The Shop On Main Street

Every now and again you get a chance to see something unusual, whether it’s a forgotten old film, or an impossible indie film from out of nowhere, or just a screening of a film with the cast and crew. For reasons I can’t explain, our local theater aired a single showing of the Academy Award winning 1965 Czech flick The Shop On Main Street, replete with a discussion afterwards by Ivan Passer (Cutter’s Way, Creator), a Czech director who emigrated to our fair country to ply his trade.

We didn’t stay for that. My schedule rearranging required me to rush off as soon as the end credits started.

The hero of our story is a carpenter named Tono, who’s fallen on lean times because he’s not a party man. And by “party man”, I mean “Nazi”. His brother (or is it brother-in-law? the subtitles have both him and his wife referring to him as brother-in-law) is the head of the local Czech Nazi club, and has not hooked up Tono with any work like, say, building the big ol’ monument to Czech fascism in the town square.

Tono is not especially noble, really. His main objection to fascism is that he’s not a joiner and he doesn’t like being told what to do, and he kind of thinks they’re all jackasses. He’s decent, however, and that’s sort of a serious liability at this point in WWII Czechoslovakia.

Unfortunately, Tono is also what we might call today a “low information voter”, who probably wouldn’t vote, to boot. So, when his wife nags him into reconnecting with brother-in-law, and a drunken night results in him being put in possession of a shop formerly owned by a Jewish widow, he doesn’t really think through the implications.

And there are oh-so-many implications.

The first thing that comes up is that the 78-year-old widow (her husband died in WWI) doesn’t understand why he’s there. She’s sort of deaf (or pretending) and can’t see well enough (or pretending) to read the contract, and she’s also sort of daft (or pretending). So, since he isn’t a bully, he just pretends he’s her helper instead.

And, actually, he is her helper, cleaning and fixing up the place while she orders him around and shoos him from behind the counter. Occasionally he’ll give him a very small amount of money—not nearly enough to satisfy his wife.

Which brings up the second point: Rather than helping him out, his dear brother and fellow party members basically have played him for a chump. Sure, he got a shop for free, but what shop is it? The button shop. A notions store.

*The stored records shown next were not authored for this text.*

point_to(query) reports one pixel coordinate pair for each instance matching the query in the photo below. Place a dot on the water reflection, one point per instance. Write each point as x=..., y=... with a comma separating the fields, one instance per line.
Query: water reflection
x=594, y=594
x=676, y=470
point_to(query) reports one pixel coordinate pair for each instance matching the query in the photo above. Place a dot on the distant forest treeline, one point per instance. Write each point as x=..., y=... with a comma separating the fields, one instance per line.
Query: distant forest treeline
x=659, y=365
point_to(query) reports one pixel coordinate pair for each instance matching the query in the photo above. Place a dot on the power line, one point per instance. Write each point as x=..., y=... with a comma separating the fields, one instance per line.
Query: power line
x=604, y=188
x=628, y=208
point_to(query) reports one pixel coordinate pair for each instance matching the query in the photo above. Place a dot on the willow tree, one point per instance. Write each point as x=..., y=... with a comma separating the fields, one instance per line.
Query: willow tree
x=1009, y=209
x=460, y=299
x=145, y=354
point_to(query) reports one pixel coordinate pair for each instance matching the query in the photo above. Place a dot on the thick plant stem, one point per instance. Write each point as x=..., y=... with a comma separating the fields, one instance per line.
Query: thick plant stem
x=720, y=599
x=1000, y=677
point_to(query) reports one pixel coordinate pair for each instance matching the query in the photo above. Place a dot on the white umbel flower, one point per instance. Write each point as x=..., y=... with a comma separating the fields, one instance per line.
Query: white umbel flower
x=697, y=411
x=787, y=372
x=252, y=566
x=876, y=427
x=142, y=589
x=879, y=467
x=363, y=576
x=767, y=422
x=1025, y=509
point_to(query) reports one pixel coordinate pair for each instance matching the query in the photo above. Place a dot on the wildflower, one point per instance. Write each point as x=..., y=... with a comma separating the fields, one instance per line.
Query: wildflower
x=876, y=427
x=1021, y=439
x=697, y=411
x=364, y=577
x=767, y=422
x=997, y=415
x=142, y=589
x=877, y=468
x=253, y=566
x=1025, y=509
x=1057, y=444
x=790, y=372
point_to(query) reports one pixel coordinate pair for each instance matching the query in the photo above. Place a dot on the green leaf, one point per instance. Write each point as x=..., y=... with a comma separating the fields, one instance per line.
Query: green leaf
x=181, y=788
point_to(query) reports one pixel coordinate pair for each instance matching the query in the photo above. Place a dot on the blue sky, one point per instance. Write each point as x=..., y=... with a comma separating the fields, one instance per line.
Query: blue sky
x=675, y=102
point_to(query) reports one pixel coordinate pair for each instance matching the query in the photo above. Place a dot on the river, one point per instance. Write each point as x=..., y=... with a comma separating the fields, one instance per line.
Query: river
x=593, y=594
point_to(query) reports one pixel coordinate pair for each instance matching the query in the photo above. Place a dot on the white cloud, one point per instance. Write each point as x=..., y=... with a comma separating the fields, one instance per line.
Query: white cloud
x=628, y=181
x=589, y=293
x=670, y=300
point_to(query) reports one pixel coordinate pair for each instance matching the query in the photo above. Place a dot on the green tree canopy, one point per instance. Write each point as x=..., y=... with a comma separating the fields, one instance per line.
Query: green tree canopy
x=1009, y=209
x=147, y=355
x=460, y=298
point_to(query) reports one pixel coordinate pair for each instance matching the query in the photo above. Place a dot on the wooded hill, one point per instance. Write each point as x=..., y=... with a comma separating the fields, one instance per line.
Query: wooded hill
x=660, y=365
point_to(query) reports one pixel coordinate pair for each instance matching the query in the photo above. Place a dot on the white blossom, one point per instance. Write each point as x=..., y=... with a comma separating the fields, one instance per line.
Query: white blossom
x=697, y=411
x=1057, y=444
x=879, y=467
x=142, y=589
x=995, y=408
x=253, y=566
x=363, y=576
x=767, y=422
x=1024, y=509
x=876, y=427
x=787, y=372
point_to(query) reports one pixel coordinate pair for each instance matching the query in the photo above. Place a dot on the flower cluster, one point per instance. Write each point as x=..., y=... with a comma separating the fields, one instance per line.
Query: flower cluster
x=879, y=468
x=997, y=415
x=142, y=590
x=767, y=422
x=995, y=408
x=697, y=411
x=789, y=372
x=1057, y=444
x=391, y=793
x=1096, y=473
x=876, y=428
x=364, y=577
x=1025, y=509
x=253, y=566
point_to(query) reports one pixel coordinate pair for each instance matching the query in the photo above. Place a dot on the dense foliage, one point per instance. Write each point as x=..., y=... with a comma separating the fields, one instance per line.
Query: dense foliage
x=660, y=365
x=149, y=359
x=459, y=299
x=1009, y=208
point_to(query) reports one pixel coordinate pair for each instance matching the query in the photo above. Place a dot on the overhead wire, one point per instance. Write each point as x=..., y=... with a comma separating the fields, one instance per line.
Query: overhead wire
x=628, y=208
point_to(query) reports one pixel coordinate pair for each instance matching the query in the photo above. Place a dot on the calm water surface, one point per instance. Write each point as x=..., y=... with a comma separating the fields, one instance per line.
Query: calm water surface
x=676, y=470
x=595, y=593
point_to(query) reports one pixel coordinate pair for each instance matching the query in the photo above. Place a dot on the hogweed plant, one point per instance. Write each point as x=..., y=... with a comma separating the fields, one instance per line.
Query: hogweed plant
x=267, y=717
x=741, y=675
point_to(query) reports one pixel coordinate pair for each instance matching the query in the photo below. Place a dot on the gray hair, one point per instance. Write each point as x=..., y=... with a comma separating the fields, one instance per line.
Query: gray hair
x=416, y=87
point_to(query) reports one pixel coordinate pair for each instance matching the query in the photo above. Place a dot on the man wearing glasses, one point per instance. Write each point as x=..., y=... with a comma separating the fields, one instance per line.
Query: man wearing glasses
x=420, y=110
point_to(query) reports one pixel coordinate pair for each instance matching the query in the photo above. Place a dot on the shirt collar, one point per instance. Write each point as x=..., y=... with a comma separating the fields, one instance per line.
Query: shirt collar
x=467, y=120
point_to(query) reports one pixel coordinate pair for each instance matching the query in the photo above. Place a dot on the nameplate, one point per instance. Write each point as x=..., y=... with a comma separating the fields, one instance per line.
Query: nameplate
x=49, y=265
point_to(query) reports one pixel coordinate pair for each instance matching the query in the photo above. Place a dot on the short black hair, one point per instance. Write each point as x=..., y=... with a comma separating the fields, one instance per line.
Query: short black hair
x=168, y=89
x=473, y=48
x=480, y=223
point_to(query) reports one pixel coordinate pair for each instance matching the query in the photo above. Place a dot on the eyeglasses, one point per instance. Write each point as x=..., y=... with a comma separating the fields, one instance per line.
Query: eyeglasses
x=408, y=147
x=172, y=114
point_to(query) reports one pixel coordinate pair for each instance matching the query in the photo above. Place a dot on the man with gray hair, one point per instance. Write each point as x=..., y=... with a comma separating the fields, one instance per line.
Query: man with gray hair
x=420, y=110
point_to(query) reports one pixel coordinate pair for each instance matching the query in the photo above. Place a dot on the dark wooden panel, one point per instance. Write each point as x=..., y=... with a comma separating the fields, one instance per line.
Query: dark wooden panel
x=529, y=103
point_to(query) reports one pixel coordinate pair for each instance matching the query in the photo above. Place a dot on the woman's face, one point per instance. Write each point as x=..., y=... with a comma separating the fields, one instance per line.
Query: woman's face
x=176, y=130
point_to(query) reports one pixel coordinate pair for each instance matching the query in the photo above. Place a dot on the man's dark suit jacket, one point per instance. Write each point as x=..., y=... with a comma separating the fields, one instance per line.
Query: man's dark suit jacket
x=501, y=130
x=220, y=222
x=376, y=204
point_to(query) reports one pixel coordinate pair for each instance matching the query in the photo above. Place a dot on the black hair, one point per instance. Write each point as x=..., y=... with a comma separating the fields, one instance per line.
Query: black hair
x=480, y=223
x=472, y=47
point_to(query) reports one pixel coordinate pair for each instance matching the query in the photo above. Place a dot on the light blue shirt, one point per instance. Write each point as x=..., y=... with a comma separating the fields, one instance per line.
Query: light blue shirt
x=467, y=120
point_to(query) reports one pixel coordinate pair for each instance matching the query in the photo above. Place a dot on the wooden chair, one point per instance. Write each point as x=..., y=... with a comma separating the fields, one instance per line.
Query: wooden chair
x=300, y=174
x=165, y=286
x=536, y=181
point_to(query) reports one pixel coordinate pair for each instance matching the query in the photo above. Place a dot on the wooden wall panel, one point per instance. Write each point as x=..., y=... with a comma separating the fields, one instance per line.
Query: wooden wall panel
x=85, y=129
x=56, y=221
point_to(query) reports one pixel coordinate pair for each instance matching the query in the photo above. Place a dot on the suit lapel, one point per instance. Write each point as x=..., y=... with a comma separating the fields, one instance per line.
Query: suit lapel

Something that makes no money.

However, his decency does not go unnoticed by the Jewish community who essentially pays him for not throwing the old widow out of her shop and home. And so, for a moment, the wife is happy.

The remarkable thing about this is, it’s essentially a humorous slice-of-life type picture, only with the spectre of Nazi-ism hanging over it all.

Of course, it stops being funny when the Nazis move to the forefront. Here again we see Tono with no real concept of what he’s dealing with, and worried about the money he might have to forgo, and then further worried that he’s been played for an even bigger chump, by being set up to be a “jew lover"—a fate worse than being an actual Jews, he’s been reassured many times.

There’s a genuineness to it, this willingness of the filmmakers to show the struggle a person might really go through if put into Tono’s position. (I’m guessing the Communists had managed to divorce themselves sufficiently from the Fascists at this point that they didn’t see an anti-Nazi movie as a threat.) It’s at turns harrowing and heartbreaking.

This occasionally turns up on TCM, I think, or you can buy the Criterion discs, but it doesn’t appear to be online anywhere. Well worth watching. (100/94 on RT, with a rather small critic/audience sampling.)